In simple terms, the resistance of such a component will change with the amount of current passed, and even if the current stops, its resistance will still stay at the previous value, until it receives the reverse current it will be pushed back , which is equivalent to saying that it can “remember” the previous amount of current.
This wonderful effect is actually similar to that of neuron synapses. In addition, memristors also have the advantages of small size, low operating power consumption, and large-scale integration (three-dimensional integration).
Artificial neural networks have been brilliant in recent years. If memristors are connected into arrays as hardware of artificial neural networks, what effect will it have?
The current international related research is still stuck in the verification of simple network structure, or the simulation based on a small amount of device data. There are still many challenges in the complete hardware implementation based on the memristor array: Resistor arrays are still a challenge; in terms of systems, the inherent non-ideal characteristics of devices (such as inter-device fluctuations, device conductance stuck, conductance state drift, etc.) On the one hand, the realization of the convolution function of the memristor array requires continuous sampling and calculation of multiple input blocks in a serial sliding manner, which cannot match the computational efficiency of the fully connected structure.
The team of Professor Qian He and Wu Huaqiang successfully fabricated a high-performance memristor array by optimizing the material and device structure. In May 2017, the research group reported in Nature Communications that, for the first time, brain-like computing based on 1024 oxide memristor arrays was realized, increasing the integration scale of oxide memristors by an order of magnitude. This enables the chip to complete face recognition computing tasks more efficiently, reducing energy consumption to less than one thousandth of the original.
memristor neural network
In order to solve the problem of the system recognition accuracy decline caused by the non-ideal characteristics of the device, they proposed a new hybrid training algorithm, which only needs to train the neural network with fewer image samples, and fine-tune some of the weights of the last layer of the network, so that the memory can be saved. The recognition accuracy of the computing-integrated architecture on the set of handwritten digits reaches 96.19%, which is comparable to the recognition accuracy of the software. At the same time, a spatial parallel mechanism is proposed to program the same convolution kernel into multiple groups of memristor arrays. Each group of memristor arrays can process different convolution input blocks in parallel, increasing the degree of parallelism to speed up the convolution calculation. .
On this basis, the team built a complete storage and computing integrated system composed of all hardware, integrated 8 arrays including 2048 memristors in the system to improve the efficiency of parallel computing, and efficiently run on the system. The convolutional neural network algorithm successfully verified the image recognition function and proved the feasibility of the full hardware implementation of the storage-computing integrated architecture.
Storage and Computing Integrated System Architecture
In recent years, the team of Professors Qian He and Wu Huaqiang has long been devoted to the research of storage-computing integration technology for artificial intelligence, and has achieved innovative breakthroughs at multiple levels such as device performance optimization, process integration, circuit design, and architecture and algorithms.

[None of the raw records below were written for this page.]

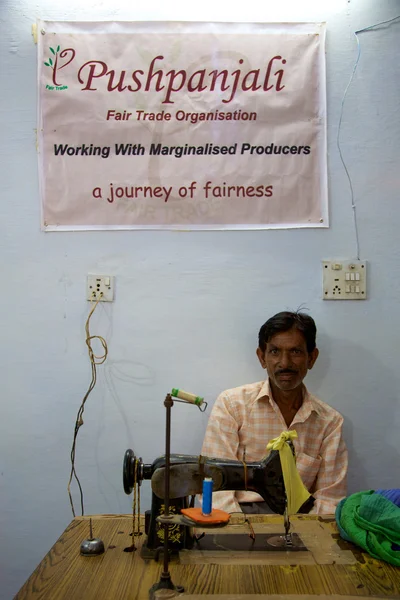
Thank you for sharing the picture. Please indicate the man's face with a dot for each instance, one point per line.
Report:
(286, 359)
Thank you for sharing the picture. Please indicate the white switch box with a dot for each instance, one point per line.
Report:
(100, 287)
(344, 279)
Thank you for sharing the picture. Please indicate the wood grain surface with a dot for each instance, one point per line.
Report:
(64, 574)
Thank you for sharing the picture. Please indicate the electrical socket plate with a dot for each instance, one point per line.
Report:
(344, 279)
(100, 287)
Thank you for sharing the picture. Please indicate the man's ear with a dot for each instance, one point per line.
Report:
(261, 358)
(312, 357)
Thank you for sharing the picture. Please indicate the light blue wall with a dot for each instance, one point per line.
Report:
(188, 305)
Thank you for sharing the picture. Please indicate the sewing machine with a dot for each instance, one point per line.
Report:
(186, 474)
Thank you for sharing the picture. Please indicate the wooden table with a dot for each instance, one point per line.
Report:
(330, 567)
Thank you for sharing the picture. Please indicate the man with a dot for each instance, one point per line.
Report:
(244, 419)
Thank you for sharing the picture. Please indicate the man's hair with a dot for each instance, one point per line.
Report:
(284, 321)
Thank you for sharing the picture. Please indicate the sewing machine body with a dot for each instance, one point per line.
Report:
(186, 476)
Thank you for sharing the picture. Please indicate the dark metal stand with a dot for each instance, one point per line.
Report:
(165, 581)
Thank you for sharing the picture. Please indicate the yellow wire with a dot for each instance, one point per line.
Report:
(94, 360)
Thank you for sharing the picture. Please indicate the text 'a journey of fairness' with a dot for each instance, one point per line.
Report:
(209, 190)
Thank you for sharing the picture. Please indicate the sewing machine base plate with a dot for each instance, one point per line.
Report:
(263, 542)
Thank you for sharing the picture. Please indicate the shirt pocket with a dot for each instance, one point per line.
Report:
(308, 467)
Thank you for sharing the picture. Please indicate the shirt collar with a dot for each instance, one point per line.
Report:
(306, 408)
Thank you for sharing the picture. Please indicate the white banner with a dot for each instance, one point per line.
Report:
(182, 125)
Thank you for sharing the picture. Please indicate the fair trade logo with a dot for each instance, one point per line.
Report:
(60, 60)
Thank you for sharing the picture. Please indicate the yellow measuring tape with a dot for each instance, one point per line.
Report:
(296, 492)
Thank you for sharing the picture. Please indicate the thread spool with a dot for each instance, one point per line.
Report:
(198, 400)
(207, 496)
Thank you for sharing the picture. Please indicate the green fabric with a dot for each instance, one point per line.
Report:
(338, 513)
(372, 522)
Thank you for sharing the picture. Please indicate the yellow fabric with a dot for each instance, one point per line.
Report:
(296, 493)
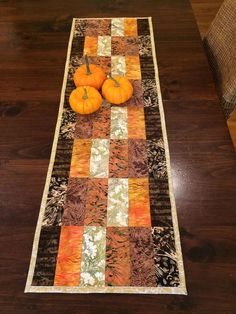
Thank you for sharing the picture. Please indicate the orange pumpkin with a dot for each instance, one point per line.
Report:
(85, 100)
(117, 90)
(89, 75)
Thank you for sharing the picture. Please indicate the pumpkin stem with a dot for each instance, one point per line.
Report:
(87, 64)
(117, 84)
(85, 96)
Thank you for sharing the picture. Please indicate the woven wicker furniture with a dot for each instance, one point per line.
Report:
(220, 45)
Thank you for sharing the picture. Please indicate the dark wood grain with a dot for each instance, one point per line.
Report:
(33, 43)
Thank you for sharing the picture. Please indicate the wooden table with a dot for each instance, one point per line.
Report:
(33, 44)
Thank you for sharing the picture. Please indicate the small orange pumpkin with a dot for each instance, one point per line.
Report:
(85, 100)
(117, 90)
(89, 75)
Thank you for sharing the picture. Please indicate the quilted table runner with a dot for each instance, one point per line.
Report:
(108, 220)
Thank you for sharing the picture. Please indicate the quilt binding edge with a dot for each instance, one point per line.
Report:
(181, 289)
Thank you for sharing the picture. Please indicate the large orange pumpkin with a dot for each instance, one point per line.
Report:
(85, 100)
(89, 75)
(117, 90)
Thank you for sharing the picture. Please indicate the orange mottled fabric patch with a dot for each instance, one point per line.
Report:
(69, 256)
(130, 26)
(133, 71)
(90, 45)
(139, 204)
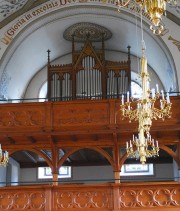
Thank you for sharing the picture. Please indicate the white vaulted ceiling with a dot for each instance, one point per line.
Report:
(25, 59)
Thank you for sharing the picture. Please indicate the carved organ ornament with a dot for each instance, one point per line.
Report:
(89, 76)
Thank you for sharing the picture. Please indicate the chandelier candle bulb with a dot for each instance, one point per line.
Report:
(157, 88)
(162, 93)
(157, 144)
(167, 98)
(122, 100)
(127, 96)
(153, 93)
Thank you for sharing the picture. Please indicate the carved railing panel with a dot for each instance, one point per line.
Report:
(39, 117)
(150, 196)
(18, 116)
(103, 197)
(81, 114)
(68, 199)
(22, 200)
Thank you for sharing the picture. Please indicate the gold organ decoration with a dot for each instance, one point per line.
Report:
(153, 8)
(144, 112)
(4, 157)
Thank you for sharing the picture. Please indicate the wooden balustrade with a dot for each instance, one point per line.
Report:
(105, 197)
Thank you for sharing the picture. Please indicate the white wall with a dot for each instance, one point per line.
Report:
(10, 175)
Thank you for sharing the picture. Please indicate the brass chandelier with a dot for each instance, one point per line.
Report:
(144, 112)
(153, 8)
(4, 157)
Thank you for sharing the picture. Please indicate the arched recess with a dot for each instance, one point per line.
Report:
(171, 153)
(163, 147)
(97, 149)
(39, 152)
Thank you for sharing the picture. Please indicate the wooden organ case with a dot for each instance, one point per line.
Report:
(89, 76)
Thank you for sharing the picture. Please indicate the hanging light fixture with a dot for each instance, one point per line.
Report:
(144, 112)
(153, 8)
(4, 157)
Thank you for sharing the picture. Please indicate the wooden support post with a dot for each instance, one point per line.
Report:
(55, 179)
(116, 198)
(117, 176)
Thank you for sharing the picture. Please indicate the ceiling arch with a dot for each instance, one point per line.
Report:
(26, 55)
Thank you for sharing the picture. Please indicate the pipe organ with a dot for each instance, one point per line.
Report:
(89, 76)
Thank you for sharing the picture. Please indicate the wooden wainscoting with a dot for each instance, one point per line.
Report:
(101, 197)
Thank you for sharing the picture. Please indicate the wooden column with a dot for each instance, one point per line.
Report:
(117, 176)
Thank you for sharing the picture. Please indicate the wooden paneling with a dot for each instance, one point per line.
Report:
(105, 197)
(78, 125)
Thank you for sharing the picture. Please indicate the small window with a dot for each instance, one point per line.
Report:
(136, 89)
(46, 173)
(137, 169)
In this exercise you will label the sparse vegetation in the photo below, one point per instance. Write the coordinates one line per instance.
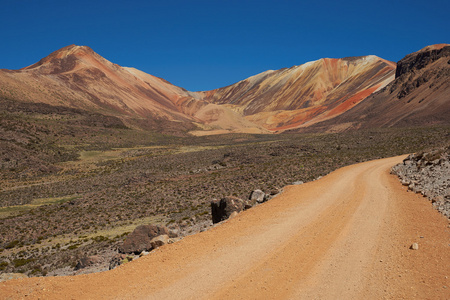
(69, 187)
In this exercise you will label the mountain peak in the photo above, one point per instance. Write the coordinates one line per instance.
(62, 60)
(433, 47)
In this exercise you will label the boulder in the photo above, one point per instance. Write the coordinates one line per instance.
(257, 196)
(116, 260)
(140, 239)
(223, 208)
(9, 276)
(414, 246)
(87, 261)
(159, 241)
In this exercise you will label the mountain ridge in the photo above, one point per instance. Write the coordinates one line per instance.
(271, 101)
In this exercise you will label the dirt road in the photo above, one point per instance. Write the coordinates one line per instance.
(345, 236)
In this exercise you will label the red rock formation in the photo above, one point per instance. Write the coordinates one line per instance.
(306, 94)
(418, 96)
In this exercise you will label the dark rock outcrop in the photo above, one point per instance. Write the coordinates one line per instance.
(223, 208)
(88, 261)
(257, 196)
(140, 239)
(428, 173)
(117, 260)
(419, 60)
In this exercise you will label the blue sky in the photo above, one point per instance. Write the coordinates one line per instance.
(202, 45)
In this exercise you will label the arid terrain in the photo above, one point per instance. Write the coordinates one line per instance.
(90, 150)
(345, 236)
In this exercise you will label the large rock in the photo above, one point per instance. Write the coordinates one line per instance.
(140, 239)
(116, 260)
(88, 261)
(257, 196)
(159, 241)
(9, 276)
(223, 208)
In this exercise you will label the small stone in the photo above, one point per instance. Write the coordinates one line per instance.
(414, 246)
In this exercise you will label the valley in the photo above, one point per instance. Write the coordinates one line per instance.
(89, 150)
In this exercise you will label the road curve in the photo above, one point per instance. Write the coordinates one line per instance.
(345, 236)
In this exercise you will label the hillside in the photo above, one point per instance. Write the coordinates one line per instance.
(419, 96)
(273, 101)
(305, 94)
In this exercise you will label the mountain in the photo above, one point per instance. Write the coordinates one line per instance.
(305, 94)
(327, 94)
(419, 96)
(77, 77)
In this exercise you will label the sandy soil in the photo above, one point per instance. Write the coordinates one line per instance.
(346, 236)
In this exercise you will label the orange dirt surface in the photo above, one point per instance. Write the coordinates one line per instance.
(345, 236)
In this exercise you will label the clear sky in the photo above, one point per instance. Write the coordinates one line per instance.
(206, 44)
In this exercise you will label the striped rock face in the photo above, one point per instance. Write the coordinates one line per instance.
(305, 94)
(76, 76)
(273, 101)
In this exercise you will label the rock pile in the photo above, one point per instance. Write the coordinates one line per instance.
(228, 207)
(428, 173)
(144, 238)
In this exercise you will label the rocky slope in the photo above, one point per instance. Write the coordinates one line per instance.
(418, 96)
(77, 77)
(305, 94)
(428, 173)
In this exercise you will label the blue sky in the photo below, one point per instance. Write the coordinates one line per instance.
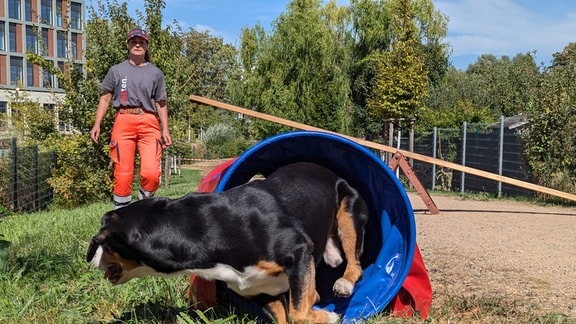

Published many papers in journals such as Nature Communications, Nature Electronics, Advanced Materials and other top academic conferences such as International Conference on Electronic Devices (IEDM) and International Conference on Solid State semiconductor Circuits (ISSCC). .
Professor Wu Huaqiang from the Institute of Microelectronics of Tsinghua University is the corresponding author of this paper, and Yao Peng, a doctoral student of the Institute of Microelectronics of Tsinghua University, is the first author. The research work was supported by the National Natural Science Foundation of China, the National Key R&D Program, the Beijing Municipal Science and Technology Commission, the Beijing National Research Center for Information Science and Technology, and Huawei Technologies Co., Ltd.